Een andere reden waarom de tentoonstelling van Figgis zo'n lokale weerklank had, was het feit dat verschillende werken leken te lijken op die van James Ensor (1860 – 1949), een van de meest intrigerende schilders van België. Figgis erkende het belang van zijn nalatenschap in haar groepsportret Ensor en Vrienden, en er is zeker veel dat hun werk verbindt.
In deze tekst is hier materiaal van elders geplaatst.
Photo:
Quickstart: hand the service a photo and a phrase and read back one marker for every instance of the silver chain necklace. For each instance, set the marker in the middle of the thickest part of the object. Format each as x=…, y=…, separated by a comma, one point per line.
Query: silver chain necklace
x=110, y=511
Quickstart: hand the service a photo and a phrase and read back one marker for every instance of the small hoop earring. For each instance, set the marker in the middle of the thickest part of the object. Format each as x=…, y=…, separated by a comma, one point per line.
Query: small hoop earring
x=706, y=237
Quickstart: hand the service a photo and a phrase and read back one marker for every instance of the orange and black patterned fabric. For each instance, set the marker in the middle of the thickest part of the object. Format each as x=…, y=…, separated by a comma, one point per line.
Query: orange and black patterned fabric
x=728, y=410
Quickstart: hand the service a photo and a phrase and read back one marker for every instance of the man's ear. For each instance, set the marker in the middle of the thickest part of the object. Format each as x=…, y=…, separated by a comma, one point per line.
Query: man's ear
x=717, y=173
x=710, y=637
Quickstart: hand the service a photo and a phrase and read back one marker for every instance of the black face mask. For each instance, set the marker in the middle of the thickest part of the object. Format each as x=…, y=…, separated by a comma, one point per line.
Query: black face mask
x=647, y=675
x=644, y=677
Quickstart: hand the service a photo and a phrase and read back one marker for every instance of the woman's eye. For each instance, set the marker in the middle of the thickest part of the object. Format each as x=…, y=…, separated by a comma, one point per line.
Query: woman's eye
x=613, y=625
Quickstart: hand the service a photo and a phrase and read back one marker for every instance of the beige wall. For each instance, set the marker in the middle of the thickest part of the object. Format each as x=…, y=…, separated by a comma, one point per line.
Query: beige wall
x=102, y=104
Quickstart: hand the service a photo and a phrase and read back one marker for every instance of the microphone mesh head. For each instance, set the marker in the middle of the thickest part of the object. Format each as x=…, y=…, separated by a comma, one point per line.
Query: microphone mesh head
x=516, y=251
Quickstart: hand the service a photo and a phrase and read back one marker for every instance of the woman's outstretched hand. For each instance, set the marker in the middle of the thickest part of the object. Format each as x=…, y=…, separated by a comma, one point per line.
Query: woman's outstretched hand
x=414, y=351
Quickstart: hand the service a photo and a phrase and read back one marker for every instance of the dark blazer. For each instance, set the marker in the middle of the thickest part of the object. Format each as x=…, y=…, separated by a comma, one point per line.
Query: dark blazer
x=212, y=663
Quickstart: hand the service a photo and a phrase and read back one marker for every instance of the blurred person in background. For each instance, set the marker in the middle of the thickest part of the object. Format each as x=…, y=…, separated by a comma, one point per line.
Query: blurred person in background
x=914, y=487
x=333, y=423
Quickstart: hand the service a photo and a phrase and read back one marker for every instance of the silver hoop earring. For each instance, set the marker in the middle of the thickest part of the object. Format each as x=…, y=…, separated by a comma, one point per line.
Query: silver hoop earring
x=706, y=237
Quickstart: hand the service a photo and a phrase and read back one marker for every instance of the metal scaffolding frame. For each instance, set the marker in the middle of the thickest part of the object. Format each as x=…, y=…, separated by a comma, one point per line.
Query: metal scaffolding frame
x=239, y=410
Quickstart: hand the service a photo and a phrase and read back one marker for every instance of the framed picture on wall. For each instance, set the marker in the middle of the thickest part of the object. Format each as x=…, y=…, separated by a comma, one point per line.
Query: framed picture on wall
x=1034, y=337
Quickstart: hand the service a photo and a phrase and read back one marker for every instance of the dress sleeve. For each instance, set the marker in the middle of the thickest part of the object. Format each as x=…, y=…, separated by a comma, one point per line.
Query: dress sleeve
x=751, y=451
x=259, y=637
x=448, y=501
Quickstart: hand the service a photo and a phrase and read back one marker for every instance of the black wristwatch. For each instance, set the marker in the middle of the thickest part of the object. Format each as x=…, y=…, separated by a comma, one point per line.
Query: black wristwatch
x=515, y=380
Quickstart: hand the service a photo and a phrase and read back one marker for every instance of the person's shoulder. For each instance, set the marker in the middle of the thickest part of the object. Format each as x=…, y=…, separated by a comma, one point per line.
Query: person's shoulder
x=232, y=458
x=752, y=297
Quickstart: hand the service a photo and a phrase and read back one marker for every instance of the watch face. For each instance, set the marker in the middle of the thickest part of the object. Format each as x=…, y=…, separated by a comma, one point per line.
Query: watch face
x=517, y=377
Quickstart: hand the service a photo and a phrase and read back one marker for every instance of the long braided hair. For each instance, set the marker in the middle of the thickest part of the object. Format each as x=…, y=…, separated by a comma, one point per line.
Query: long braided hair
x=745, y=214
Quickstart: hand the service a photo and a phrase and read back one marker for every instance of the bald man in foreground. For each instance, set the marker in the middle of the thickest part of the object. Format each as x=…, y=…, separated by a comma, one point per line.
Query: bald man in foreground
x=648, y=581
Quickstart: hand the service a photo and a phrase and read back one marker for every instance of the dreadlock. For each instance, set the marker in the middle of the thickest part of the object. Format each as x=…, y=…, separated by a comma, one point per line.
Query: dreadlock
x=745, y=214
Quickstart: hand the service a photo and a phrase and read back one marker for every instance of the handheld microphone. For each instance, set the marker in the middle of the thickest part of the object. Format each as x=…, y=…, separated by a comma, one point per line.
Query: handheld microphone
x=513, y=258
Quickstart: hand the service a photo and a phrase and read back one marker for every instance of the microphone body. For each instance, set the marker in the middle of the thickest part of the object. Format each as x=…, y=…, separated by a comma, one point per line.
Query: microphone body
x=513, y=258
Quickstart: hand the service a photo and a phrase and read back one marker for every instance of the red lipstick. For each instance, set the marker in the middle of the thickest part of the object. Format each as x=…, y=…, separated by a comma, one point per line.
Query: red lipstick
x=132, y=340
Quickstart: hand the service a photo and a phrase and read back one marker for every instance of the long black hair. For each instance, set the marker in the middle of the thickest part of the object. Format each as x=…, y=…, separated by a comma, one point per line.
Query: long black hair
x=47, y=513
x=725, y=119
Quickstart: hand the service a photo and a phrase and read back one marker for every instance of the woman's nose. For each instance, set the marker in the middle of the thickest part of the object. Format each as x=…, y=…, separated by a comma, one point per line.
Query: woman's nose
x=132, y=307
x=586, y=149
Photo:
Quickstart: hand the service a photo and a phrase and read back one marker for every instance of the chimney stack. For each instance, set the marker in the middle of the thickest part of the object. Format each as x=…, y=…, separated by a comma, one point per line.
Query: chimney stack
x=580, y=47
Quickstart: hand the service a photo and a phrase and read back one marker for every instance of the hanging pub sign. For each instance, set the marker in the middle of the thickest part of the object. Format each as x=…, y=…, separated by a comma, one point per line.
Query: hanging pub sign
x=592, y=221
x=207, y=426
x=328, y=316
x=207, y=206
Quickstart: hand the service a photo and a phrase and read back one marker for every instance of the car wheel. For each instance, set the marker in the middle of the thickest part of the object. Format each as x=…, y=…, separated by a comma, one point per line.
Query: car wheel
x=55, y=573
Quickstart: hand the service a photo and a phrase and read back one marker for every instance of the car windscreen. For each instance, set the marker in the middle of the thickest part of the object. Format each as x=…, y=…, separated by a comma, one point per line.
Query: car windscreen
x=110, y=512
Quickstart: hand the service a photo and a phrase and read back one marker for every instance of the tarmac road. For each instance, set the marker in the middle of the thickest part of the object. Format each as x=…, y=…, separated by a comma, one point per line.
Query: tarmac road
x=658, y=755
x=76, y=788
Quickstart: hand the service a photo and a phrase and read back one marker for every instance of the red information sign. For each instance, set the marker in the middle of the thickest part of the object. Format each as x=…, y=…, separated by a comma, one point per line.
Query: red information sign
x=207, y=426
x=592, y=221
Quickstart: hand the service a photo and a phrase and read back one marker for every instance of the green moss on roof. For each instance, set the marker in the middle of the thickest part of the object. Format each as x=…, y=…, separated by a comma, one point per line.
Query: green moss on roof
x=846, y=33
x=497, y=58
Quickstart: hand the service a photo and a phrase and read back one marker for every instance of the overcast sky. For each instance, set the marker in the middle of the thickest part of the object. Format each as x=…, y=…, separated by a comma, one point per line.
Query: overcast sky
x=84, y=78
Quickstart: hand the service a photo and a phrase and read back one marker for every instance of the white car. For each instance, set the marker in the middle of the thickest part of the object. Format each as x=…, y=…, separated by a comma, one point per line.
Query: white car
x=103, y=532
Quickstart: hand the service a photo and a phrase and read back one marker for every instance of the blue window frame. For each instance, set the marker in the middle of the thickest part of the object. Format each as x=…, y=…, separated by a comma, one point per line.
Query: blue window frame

Beide kunstenaars hebben een voorliefde voor het macabere; hun schilderijen onthullen de invloed van Bosch en Breugel, pre-renaissancistische kunstenaars die het viscerale en expressieve belangrijker vonden dan het geïdealiseerde. Zowel Ensor als Figgis herinterpreteren de kunstgeschiedenis op persoonlijk niveau en brengen klassieke schildertradities in lijn met hedendaagse zorgen. Maar wat deze kunstenaars het meest verenigt - en wat de show van Figgis zo leuk maakte om te zien - is hun onnavolgbare vermogen om kunstwerken van zenuwslopende schoonheid te produceren: verleidelijke en lugubere scènes waarvan het een worsteling kan zijn om de blik af te wenden.
Pádraic E. Moore is een schrijver, curator en kunsthistoricus die momenteel in Brussel en Dublin woont.
Afbeelding: Genieve Figgis, Roze podium, 2017, acryl op doek, 80 x 100 x 4 cm; met dank aan Genieve Figgis en Almine Rech Gallery.